A mí el público español -ya que
ha salido la pregunta y salvando las excepciones que procedan- me parece tirando a soso, a forzado y a subnormal. Están
los de la barra del fondo, hablando de sus cosas, los del telefonito que creen
que son japoneses y los que se mueven porque les han dicho que la banda es la
hostia y son los que van a partir la pana ya mismo. Eso en la gama media. A
veces, más abajo, se consigue un público bueno, pero suele ser necesario,
sospecho, que el garito mismo sea cojunudo y que exista una cierta sensación comunal,
una idea de que en ese sitio y en ese momento se está compartiendo algo que no
existe en ningún otro lugar. Orgullo underground, supongo, que quizá sea otra
forma de ceguera.
En todo caso, sólo hay algo peor que alguien que no
participa y asiste congelado a una ceremonia que debería llevar a la acción, y
es alguien que participa forzadamente por todas las razones equivocadas. El
primero tiene una excusa sencilla, aunque sea triste: no siento nada. El
segundo es simplemente idiota.
Tampoco estoy yo para hablar. He estado en muchos pogos y he
dado muchos saltos, y me he caído en muchas esquinas, pero hace años que mi actitud habitual es la
escucha y contemplación. Soy uno de ellos. ¿Estoy cansado? ¿Me he hecho viejo?
¿Disfruto las cosas de otro modo? ¿Me afecta menos el alcohol? ¿Me importan ya
un carajo el rock&roll y sus tics gastados? ¿He avanzado? ¿He retrocedido
¿He muerto? Probablemente un poco de todo hay. La energía ni se crea ni se
destruye, pero lentamente se va delegando en otros, y uno administra la suya
como puede. Yo la necesito para que mi propia banda exista, y las de los otros
han ido importándome menos cada vez.
En todo caso, en casi todos esos sitios desolados he
encontrado almas con un fuego en común. En Vitoria dimos un bolo que contó con
la jovial aprobación del personal, lo recuerdo. En Zamora una vez una punki
preciosa vino a darnos las gracias por el concierto. Y en León, ah… en León
hicimos bailar a Charles Manson. Pueden ustedes verlo en el video adjunto, como
ejemplo de todo esto que cuento.
Y es que en los bolos de una banda marginal
como la mía sólo se mueven los que ya no tienen nada que perder y se dedican a
disfrutar del ruido sin juicios. Esa gente, muy escasa, que mantiene el rumor
atávico del ritmo corriendo por la sangre y a la que lo que piensen los demás
le importa tres cojones. Es agradable verlos; es consolador observar a un
individuo que, tan solo como tú arriba, se agita intentando subirse a la ola,
en medio de un semicírculo vacío, en un antro cualquiera, en las afueras de una
ciudad más, en el oscuro agujero de este país de mierda. A él le vale. El
centro del puto universo está en los pies de uno, siempre.

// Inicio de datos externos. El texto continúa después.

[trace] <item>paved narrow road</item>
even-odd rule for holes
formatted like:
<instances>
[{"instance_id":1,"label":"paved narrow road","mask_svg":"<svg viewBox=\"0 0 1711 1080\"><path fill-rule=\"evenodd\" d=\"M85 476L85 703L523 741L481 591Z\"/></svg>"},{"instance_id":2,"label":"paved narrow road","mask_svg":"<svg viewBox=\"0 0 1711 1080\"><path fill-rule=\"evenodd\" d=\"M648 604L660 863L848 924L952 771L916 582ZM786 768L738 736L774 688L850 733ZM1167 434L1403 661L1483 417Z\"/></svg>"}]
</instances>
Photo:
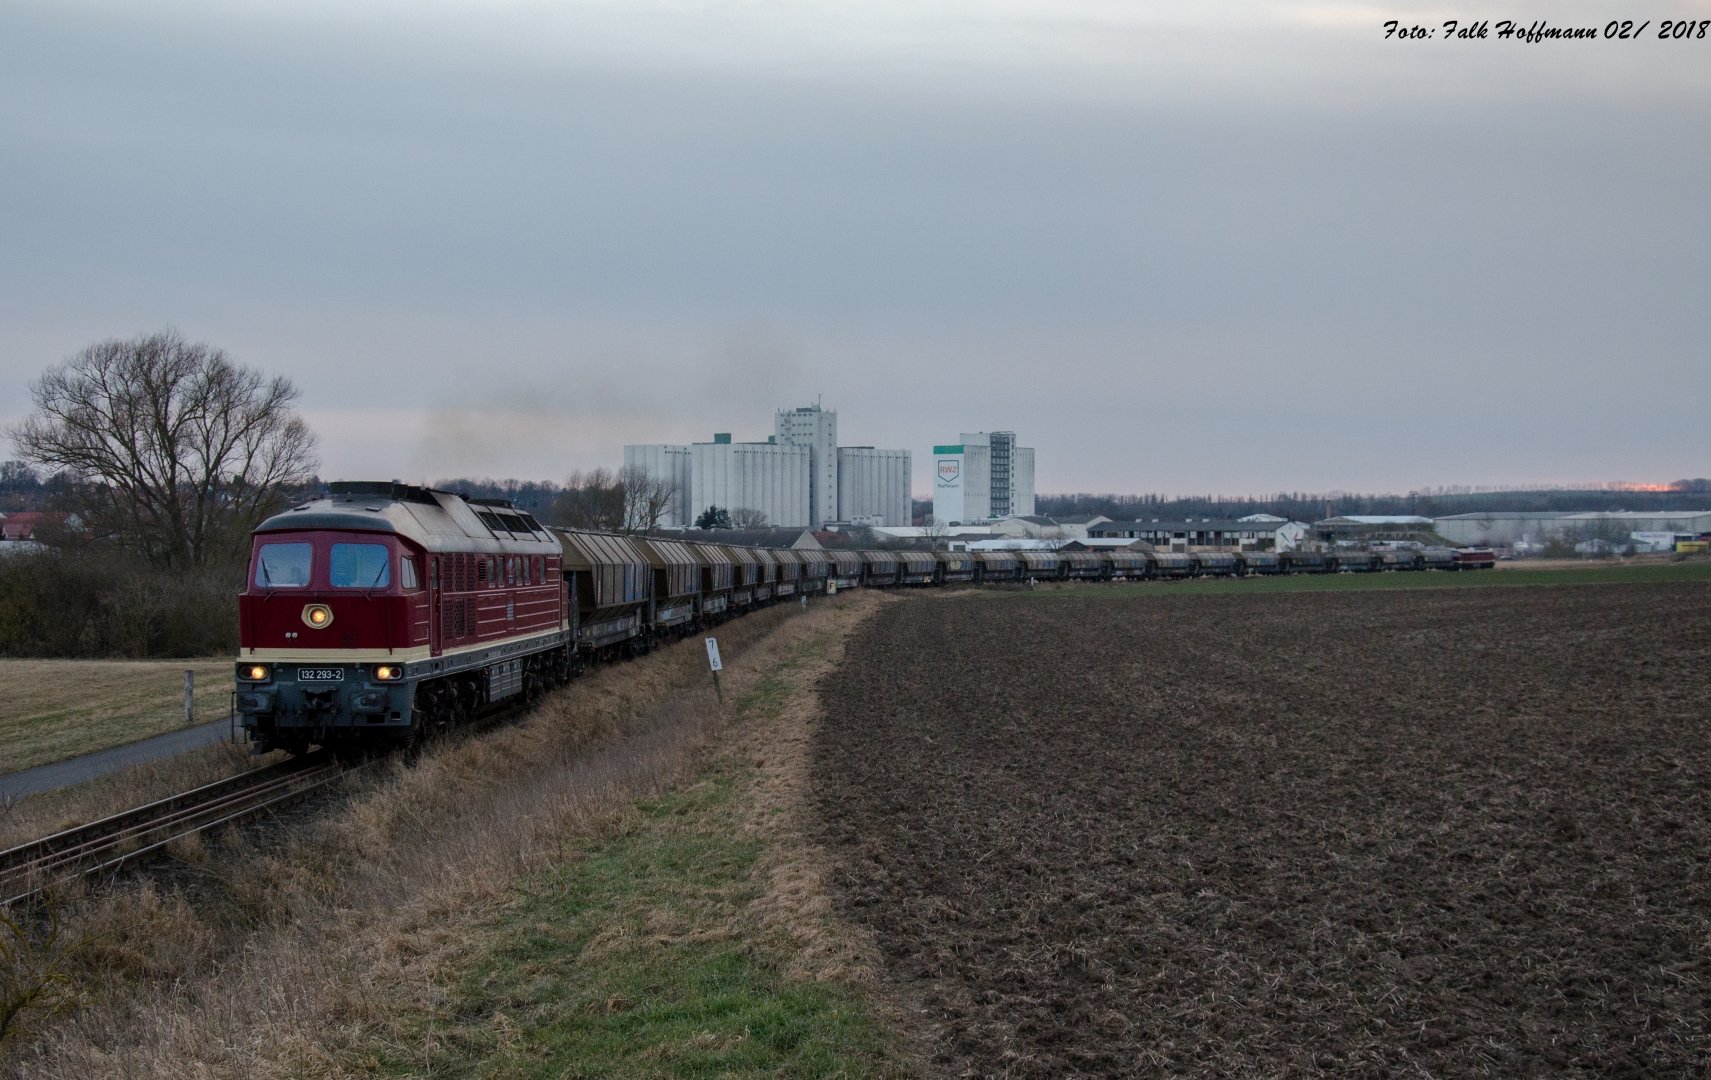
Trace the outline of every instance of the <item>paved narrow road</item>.
<instances>
[{"instance_id":1,"label":"paved narrow road","mask_svg":"<svg viewBox=\"0 0 1711 1080\"><path fill-rule=\"evenodd\" d=\"M183 754L198 747L230 738L230 718L214 720L195 727L169 731L152 739L97 750L81 757L67 758L51 765L37 765L0 776L0 799L16 799L42 791L52 791L69 784L81 784L98 776L118 772L131 765L146 765L161 758Z\"/></svg>"}]
</instances>

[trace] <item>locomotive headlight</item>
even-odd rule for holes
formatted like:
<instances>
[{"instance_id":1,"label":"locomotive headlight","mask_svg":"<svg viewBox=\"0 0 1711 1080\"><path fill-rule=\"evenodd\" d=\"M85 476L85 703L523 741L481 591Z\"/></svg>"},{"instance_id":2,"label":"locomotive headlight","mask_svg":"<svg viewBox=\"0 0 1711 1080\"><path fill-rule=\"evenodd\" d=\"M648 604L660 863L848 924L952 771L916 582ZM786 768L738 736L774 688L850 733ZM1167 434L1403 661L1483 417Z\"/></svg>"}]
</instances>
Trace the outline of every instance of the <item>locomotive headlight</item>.
<instances>
[{"instance_id":1,"label":"locomotive headlight","mask_svg":"<svg viewBox=\"0 0 1711 1080\"><path fill-rule=\"evenodd\" d=\"M303 609L303 625L324 630L333 625L333 609L325 604L310 604Z\"/></svg>"},{"instance_id":2,"label":"locomotive headlight","mask_svg":"<svg viewBox=\"0 0 1711 1080\"><path fill-rule=\"evenodd\" d=\"M266 664L250 664L248 667L243 669L243 674L239 677L247 682L266 682L267 676L268 670Z\"/></svg>"},{"instance_id":3,"label":"locomotive headlight","mask_svg":"<svg viewBox=\"0 0 1711 1080\"><path fill-rule=\"evenodd\" d=\"M404 669L397 664L380 664L374 669L374 677L381 682L393 682L404 677Z\"/></svg>"}]
</instances>

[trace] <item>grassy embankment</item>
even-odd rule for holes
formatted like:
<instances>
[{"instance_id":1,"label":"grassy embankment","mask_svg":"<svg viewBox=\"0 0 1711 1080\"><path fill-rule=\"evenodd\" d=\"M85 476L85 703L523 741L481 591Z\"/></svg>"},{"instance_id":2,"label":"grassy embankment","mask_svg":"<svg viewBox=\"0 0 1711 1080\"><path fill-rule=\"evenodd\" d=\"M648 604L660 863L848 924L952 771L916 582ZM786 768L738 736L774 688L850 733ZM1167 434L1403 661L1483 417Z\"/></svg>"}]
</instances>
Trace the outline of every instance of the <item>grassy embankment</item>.
<instances>
[{"instance_id":1,"label":"grassy embankment","mask_svg":"<svg viewBox=\"0 0 1711 1080\"><path fill-rule=\"evenodd\" d=\"M1033 591L1089 596L1193 596L1225 593L1336 592L1362 589L1459 589L1534 585L1614 585L1657 581L1711 581L1711 562L1648 563L1623 566L1588 562L1584 568L1561 566L1531 569L1526 564L1500 564L1498 570L1452 572L1426 570L1415 573L1374 574L1282 574L1276 577L1196 578L1191 581L1051 582ZM1018 590L993 595L1016 595Z\"/></svg>"},{"instance_id":2,"label":"grassy embankment","mask_svg":"<svg viewBox=\"0 0 1711 1080\"><path fill-rule=\"evenodd\" d=\"M720 628L722 704L672 645L92 898L100 995L0 1078L898 1073L805 802L815 681L885 602Z\"/></svg>"},{"instance_id":3,"label":"grassy embankment","mask_svg":"<svg viewBox=\"0 0 1711 1080\"><path fill-rule=\"evenodd\" d=\"M805 749L812 676L835 633L816 628L731 694L735 728L692 783L638 803L624 828L517 885L477 931L481 947L449 973L445 1007L398 1020L404 1044L431 1037L450 1051L433 1059L435 1075L895 1071L840 966L847 957L836 945L818 964L812 948L797 955L792 939L823 929L804 935L768 917L791 906L791 879L813 874L792 790L802 762L790 759ZM823 910L784 922L819 921ZM375 1060L383 1074L419 1075L411 1058Z\"/></svg>"},{"instance_id":4,"label":"grassy embankment","mask_svg":"<svg viewBox=\"0 0 1711 1080\"><path fill-rule=\"evenodd\" d=\"M231 711L229 658L0 660L0 773L63 761L184 726L184 673L196 719Z\"/></svg>"}]
</instances>

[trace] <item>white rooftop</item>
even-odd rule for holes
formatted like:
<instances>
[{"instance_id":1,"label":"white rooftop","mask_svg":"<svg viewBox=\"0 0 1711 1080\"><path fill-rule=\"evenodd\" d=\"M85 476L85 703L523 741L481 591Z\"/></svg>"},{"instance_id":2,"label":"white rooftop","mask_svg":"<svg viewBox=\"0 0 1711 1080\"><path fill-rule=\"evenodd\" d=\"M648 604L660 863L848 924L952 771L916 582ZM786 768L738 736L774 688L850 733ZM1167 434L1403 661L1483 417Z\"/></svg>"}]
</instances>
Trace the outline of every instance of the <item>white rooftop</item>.
<instances>
[{"instance_id":1,"label":"white rooftop","mask_svg":"<svg viewBox=\"0 0 1711 1080\"><path fill-rule=\"evenodd\" d=\"M920 525L875 525L873 531L881 536L894 536L902 540L920 536L991 536L992 526L945 525L927 529Z\"/></svg>"},{"instance_id":2,"label":"white rooftop","mask_svg":"<svg viewBox=\"0 0 1711 1080\"><path fill-rule=\"evenodd\" d=\"M1023 539L970 540L968 542L968 550L970 550L970 551L1056 551L1058 548L1063 547L1068 542L1069 541L1067 541L1067 540L1023 540ZM1083 540L1082 543L1085 544L1085 543L1087 543L1087 541ZM1134 543L1134 541L1133 540L1125 540L1125 541L1123 541L1123 543L1132 544L1132 543Z\"/></svg>"}]
</instances>

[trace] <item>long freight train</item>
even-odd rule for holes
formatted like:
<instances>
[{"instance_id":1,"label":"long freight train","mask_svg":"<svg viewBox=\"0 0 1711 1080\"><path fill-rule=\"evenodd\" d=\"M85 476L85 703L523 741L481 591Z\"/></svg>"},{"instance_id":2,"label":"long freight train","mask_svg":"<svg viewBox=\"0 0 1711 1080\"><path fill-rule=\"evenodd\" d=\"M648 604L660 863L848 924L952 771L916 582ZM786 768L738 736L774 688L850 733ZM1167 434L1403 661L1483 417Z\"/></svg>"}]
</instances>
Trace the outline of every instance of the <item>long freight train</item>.
<instances>
[{"instance_id":1,"label":"long freight train","mask_svg":"<svg viewBox=\"0 0 1711 1080\"><path fill-rule=\"evenodd\" d=\"M1487 551L803 551L542 525L389 483L263 522L238 600L236 709L257 752L405 746L589 663L857 586L1469 569Z\"/></svg>"}]
</instances>

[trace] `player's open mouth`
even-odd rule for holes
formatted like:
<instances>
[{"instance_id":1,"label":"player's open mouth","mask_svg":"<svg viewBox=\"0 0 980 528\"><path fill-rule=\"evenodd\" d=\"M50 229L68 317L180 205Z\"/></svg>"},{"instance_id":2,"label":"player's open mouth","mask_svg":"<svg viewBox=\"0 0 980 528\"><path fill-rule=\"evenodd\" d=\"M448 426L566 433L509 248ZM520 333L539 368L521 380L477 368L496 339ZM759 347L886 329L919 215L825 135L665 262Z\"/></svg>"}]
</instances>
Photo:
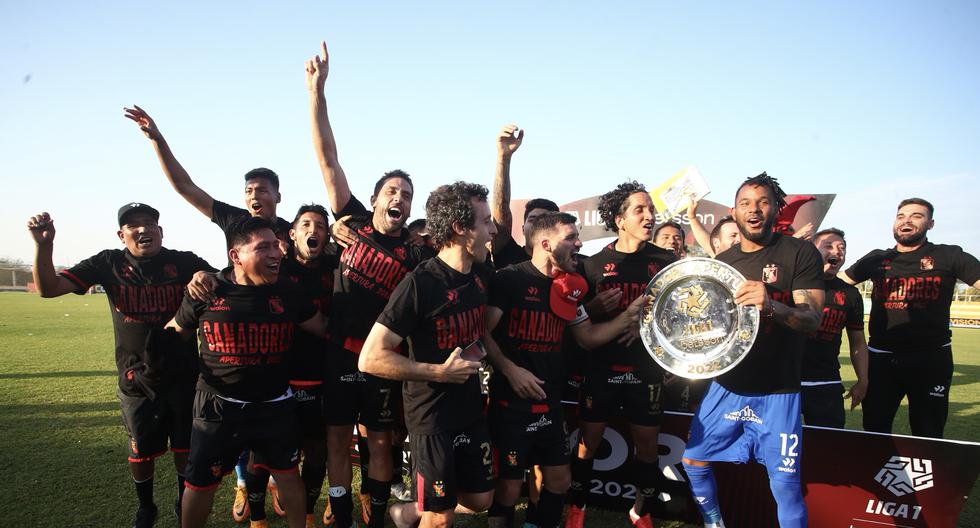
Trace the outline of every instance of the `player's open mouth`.
<instances>
[{"instance_id":1,"label":"player's open mouth","mask_svg":"<svg viewBox=\"0 0 980 528\"><path fill-rule=\"evenodd\" d=\"M252 202L252 211L258 213L262 211L262 204L259 202Z\"/></svg>"},{"instance_id":2,"label":"player's open mouth","mask_svg":"<svg viewBox=\"0 0 980 528\"><path fill-rule=\"evenodd\" d=\"M762 218L758 216L750 216L745 219L745 223L749 225L752 229L762 228Z\"/></svg>"},{"instance_id":3,"label":"player's open mouth","mask_svg":"<svg viewBox=\"0 0 980 528\"><path fill-rule=\"evenodd\" d=\"M902 233L902 234L905 234L905 235L907 235L909 233L914 233L915 232L915 226L911 226L911 225L908 225L908 224L903 225L902 227L898 228L898 232L899 233Z\"/></svg>"},{"instance_id":4,"label":"player's open mouth","mask_svg":"<svg viewBox=\"0 0 980 528\"><path fill-rule=\"evenodd\" d=\"M653 222L649 222L649 223L643 224L642 227L643 227L643 229L650 230L650 229L653 229L653 225L654 225Z\"/></svg>"},{"instance_id":5,"label":"player's open mouth","mask_svg":"<svg viewBox=\"0 0 980 528\"><path fill-rule=\"evenodd\" d=\"M388 219L393 222L397 222L402 218L402 212L397 207L391 207L385 213L388 214Z\"/></svg>"},{"instance_id":6,"label":"player's open mouth","mask_svg":"<svg viewBox=\"0 0 980 528\"><path fill-rule=\"evenodd\" d=\"M831 266L836 266L840 264L840 259L837 257L827 257L827 264L830 264Z\"/></svg>"},{"instance_id":7,"label":"player's open mouth","mask_svg":"<svg viewBox=\"0 0 980 528\"><path fill-rule=\"evenodd\" d=\"M153 244L153 239L148 236L141 236L136 239L136 245L140 248L147 248Z\"/></svg>"},{"instance_id":8,"label":"player's open mouth","mask_svg":"<svg viewBox=\"0 0 980 528\"><path fill-rule=\"evenodd\" d=\"M274 272L278 273L279 272L279 261L277 260L275 262L270 262L270 263L266 264L265 267L269 268L269 271L274 271Z\"/></svg>"},{"instance_id":9,"label":"player's open mouth","mask_svg":"<svg viewBox=\"0 0 980 528\"><path fill-rule=\"evenodd\" d=\"M316 237L310 237L306 239L306 247L310 249L316 249L320 245L320 241Z\"/></svg>"}]
</instances>

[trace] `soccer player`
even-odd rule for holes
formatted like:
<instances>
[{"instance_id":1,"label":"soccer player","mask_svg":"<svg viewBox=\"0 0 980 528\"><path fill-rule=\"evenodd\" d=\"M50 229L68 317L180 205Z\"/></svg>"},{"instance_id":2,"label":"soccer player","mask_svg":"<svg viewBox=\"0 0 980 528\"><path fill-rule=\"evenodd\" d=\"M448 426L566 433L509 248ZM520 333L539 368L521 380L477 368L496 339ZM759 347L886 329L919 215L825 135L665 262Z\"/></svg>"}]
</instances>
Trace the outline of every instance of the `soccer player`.
<instances>
[{"instance_id":1,"label":"soccer player","mask_svg":"<svg viewBox=\"0 0 980 528\"><path fill-rule=\"evenodd\" d=\"M323 337L325 323L306 292L279 280L283 256L271 224L245 218L230 224L226 236L233 265L218 274L213 300L187 297L167 323L185 338L198 330L200 341L182 526L204 526L215 488L248 448L256 467L276 474L289 526L301 528L306 517L289 354L296 332Z\"/></svg>"},{"instance_id":2,"label":"soccer player","mask_svg":"<svg viewBox=\"0 0 980 528\"><path fill-rule=\"evenodd\" d=\"M514 505L532 460L544 477L535 524L558 526L571 481L561 407L565 329L570 327L582 346L595 348L635 328L645 300L640 296L616 318L591 323L581 305L588 284L576 273L582 242L575 222L557 212L533 220L531 260L499 270L490 288L487 349L496 370L490 378L489 423L498 476L488 514L491 528L513 526Z\"/></svg>"},{"instance_id":3,"label":"soccer player","mask_svg":"<svg viewBox=\"0 0 980 528\"><path fill-rule=\"evenodd\" d=\"M847 257L847 242L840 229L813 235L823 259L824 305L820 328L807 336L803 351L803 419L807 425L844 427L844 398L857 407L868 389L868 344L864 339L864 301L861 292L837 277ZM857 383L844 394L840 379L841 334L847 329L851 365Z\"/></svg>"},{"instance_id":4,"label":"soccer player","mask_svg":"<svg viewBox=\"0 0 980 528\"><path fill-rule=\"evenodd\" d=\"M806 526L800 487L800 362L806 334L820 324L824 283L813 244L773 232L785 193L766 173L745 180L732 215L741 242L718 255L746 281L740 306L760 311L748 355L708 388L691 422L684 469L706 527L724 526L710 462L766 466L782 528Z\"/></svg>"},{"instance_id":5,"label":"soccer player","mask_svg":"<svg viewBox=\"0 0 980 528\"><path fill-rule=\"evenodd\" d=\"M898 204L895 247L876 249L840 278L871 280L871 335L864 429L890 433L904 396L912 434L942 438L953 376L949 306L956 281L980 288L980 263L959 246L933 244L934 209L922 198Z\"/></svg>"},{"instance_id":6,"label":"soccer player","mask_svg":"<svg viewBox=\"0 0 980 528\"><path fill-rule=\"evenodd\" d=\"M657 226L653 232L653 244L673 251L678 260L687 255L687 250L684 248L684 228L673 220Z\"/></svg>"},{"instance_id":7,"label":"soccer player","mask_svg":"<svg viewBox=\"0 0 980 528\"><path fill-rule=\"evenodd\" d=\"M698 205L701 200L690 200L688 203L687 215L691 221L691 233L694 234L694 240L709 257L714 258L722 251L739 243L738 226L735 225L735 220L731 216L721 217L715 222L715 227L711 229L711 233L708 233L698 218Z\"/></svg>"},{"instance_id":8,"label":"soccer player","mask_svg":"<svg viewBox=\"0 0 980 528\"><path fill-rule=\"evenodd\" d=\"M587 305L597 323L618 316L643 295L658 271L674 262L673 251L650 243L655 211L650 194L637 182L620 184L599 199L599 215L618 238L585 261L589 296L618 290L618 302L610 307ZM636 484L636 503L630 520L640 527L652 526L650 508L656 486L663 478L658 462L657 436L663 418L663 369L650 359L638 339L630 344L612 342L589 354L589 368L581 387L578 452L572 460L571 502L567 528L581 528L592 479L592 461L602 442L606 424L620 407L630 423L636 447L631 464Z\"/></svg>"},{"instance_id":9,"label":"soccer player","mask_svg":"<svg viewBox=\"0 0 980 528\"><path fill-rule=\"evenodd\" d=\"M493 178L493 198L490 212L497 225L497 234L490 243L491 258L496 269L503 269L531 259L531 249L521 247L511 236L514 223L510 213L510 162L524 142L524 130L517 125L506 125L497 135L497 170ZM535 198L524 205L524 240L527 242L531 222L547 213L558 211L558 205L547 198Z\"/></svg>"},{"instance_id":10,"label":"soccer player","mask_svg":"<svg viewBox=\"0 0 980 528\"><path fill-rule=\"evenodd\" d=\"M473 511L493 495L490 435L483 415L479 354L487 332L491 271L483 266L496 227L482 185L443 185L426 201L439 248L392 294L364 343L362 371L405 383L417 503L391 507L400 528L452 526L460 504ZM410 343L409 357L399 352Z\"/></svg>"},{"instance_id":11,"label":"soccer player","mask_svg":"<svg viewBox=\"0 0 980 528\"><path fill-rule=\"evenodd\" d=\"M55 227L48 213L31 217L27 228L37 245L34 283L41 297L84 294L101 284L112 307L116 368L123 424L129 434L129 470L139 506L134 528L153 526L154 459L164 454L169 440L177 470L179 518L184 491L184 466L190 447L191 398L197 374L192 344L161 350L169 361L145 353L147 337L163 328L180 306L184 285L195 272L213 271L190 252L164 248L160 213L133 202L119 209L119 240L124 249L107 249L55 273L52 263Z\"/></svg>"},{"instance_id":12,"label":"soccer player","mask_svg":"<svg viewBox=\"0 0 980 528\"><path fill-rule=\"evenodd\" d=\"M353 425L360 422L367 428L366 452L371 461L367 474L361 475L363 489L370 495L370 514L362 512L362 516L374 528L383 526L396 470L392 430L399 420L401 384L362 373L357 368L357 356L391 292L431 251L409 242L405 223L412 213L414 189L407 173L394 170L378 179L370 200L373 210L351 194L327 115L324 86L329 56L326 43L321 48L322 57L317 55L306 62L313 146L334 217L350 216L346 223L356 234L340 255L330 313L330 372L326 383L331 401L327 407L330 506L338 526L352 525L349 450ZM324 522L329 521L324 518Z\"/></svg>"}]
</instances>

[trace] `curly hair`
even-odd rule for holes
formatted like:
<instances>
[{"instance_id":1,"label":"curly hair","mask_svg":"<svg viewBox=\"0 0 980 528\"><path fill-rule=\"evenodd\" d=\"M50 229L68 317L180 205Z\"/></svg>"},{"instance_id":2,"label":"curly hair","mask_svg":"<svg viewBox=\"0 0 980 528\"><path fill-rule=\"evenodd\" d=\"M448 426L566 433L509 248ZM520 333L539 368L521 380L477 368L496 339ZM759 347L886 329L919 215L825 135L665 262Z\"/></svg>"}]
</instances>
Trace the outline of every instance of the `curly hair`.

Ahora que, después de un camino que ha durado ya tres años, mi
banda amenaza reestructuración, problemas, planes de futuro incierto y demás
cosas habituales en la vida libre, trato de buscar esas dos o tres certezas
consoladoras que uno siempre es capaz de inventarse para seguir: y en efecto, me
divertí; y sí, grabé un disco bueno y tengo un segundo en la cocina que será aún
mejor; y viajé a unos cuantos sitios absurdos que entretuvieron mi eterno
nerviosismo con vistas nuevas.
Pero, sobre todo, hice bailar a Charlie Manson.
Entre la indiferencia general, a través de la abulia de los
siglos, en cada rato muerto en el que el absurdo de todo se sienta de modo más
punzante, esa imagen estará conmigo en toda su cómica excentricidad. En toda su
alegría y su inútil gloria de danza macabra. En toda su verdad.
Ignoro si es mucho o poco, pero, amigo, es lo que hay.